Bu siyasetçi yaptığı konuşmada, ABD imalat sektörü satın alma yöneticisi endeksinin (PMI) üst üste üç aydır daralma bölgesinde olduğunu ve aynı zamanda küçük ve orta ölçekli işletmelerin karşılaştığı kredi faiz oranlarının %6,5'in üzerinde olduğunu belirtti. Bu yüksek faizi, ABD ekonomisinin boğazında bir taş gibi baskı yaptığını ifade etti.

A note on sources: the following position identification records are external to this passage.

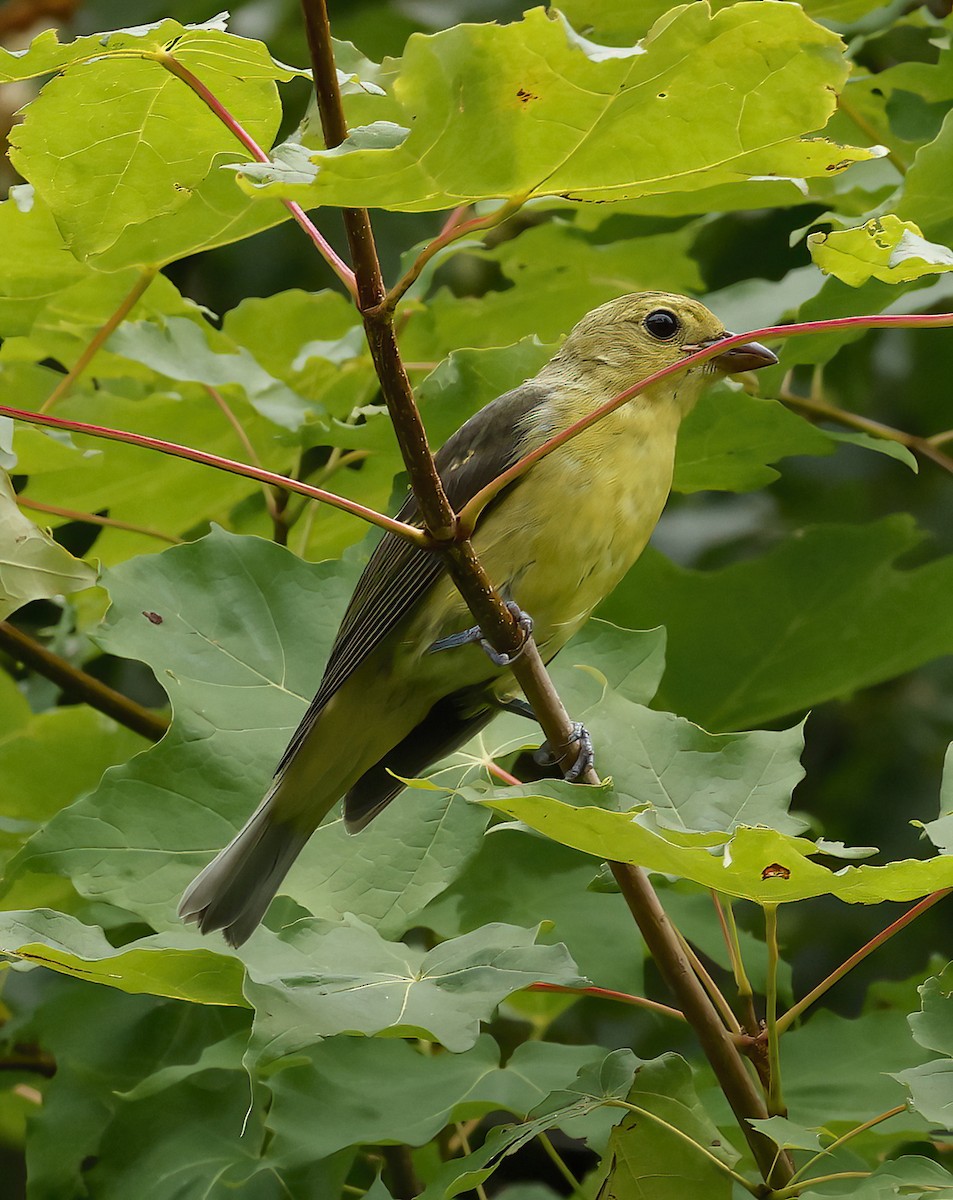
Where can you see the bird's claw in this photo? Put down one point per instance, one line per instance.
(477, 635)
(585, 759)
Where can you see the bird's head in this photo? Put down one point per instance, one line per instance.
(631, 337)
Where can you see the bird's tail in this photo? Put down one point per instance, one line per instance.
(239, 883)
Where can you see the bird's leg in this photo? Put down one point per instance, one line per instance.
(475, 635)
(545, 756)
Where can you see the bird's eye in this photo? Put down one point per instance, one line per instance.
(663, 324)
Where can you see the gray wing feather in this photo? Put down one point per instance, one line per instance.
(397, 574)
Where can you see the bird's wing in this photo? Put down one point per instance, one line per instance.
(399, 574)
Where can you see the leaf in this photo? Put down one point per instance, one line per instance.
(593, 1090)
(102, 143)
(31, 564)
(538, 111)
(359, 1091)
(825, 612)
(31, 755)
(786, 1134)
(755, 863)
(61, 943)
(169, 496)
(929, 1084)
(885, 249)
(342, 977)
(520, 880)
(106, 1043)
(729, 439)
(648, 1161)
(903, 1177)
(925, 199)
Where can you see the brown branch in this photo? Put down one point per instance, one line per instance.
(79, 685)
(501, 630)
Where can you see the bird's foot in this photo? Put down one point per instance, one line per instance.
(585, 759)
(477, 635)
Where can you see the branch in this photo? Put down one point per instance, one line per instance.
(875, 942)
(79, 685)
(929, 448)
(469, 513)
(25, 502)
(501, 629)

O, uluslararası sahneye de göz attı ve diğer ekonomik sistemlerin para politikalarını karşılaştırdı. Bu yılın ilk yarısında Euro Bölgesi Merkez Bankası'nın iki kez faiz indirdiğini, İngiltere ve Japonya'nın da ihracatı teşvik etmek için genişletici politikalar benimsediğini belirtti. Buna karşılık, Federal Rezerv'in yüksek faiz oranlarını korumaya çalıştığını ve bunun da doların değer kazanmasına yol açarak, ABD'nin otomobil ve tarım ürünlerinin uluslararası pazardaki rekabet gücünü zayıflattığını düşünüyor.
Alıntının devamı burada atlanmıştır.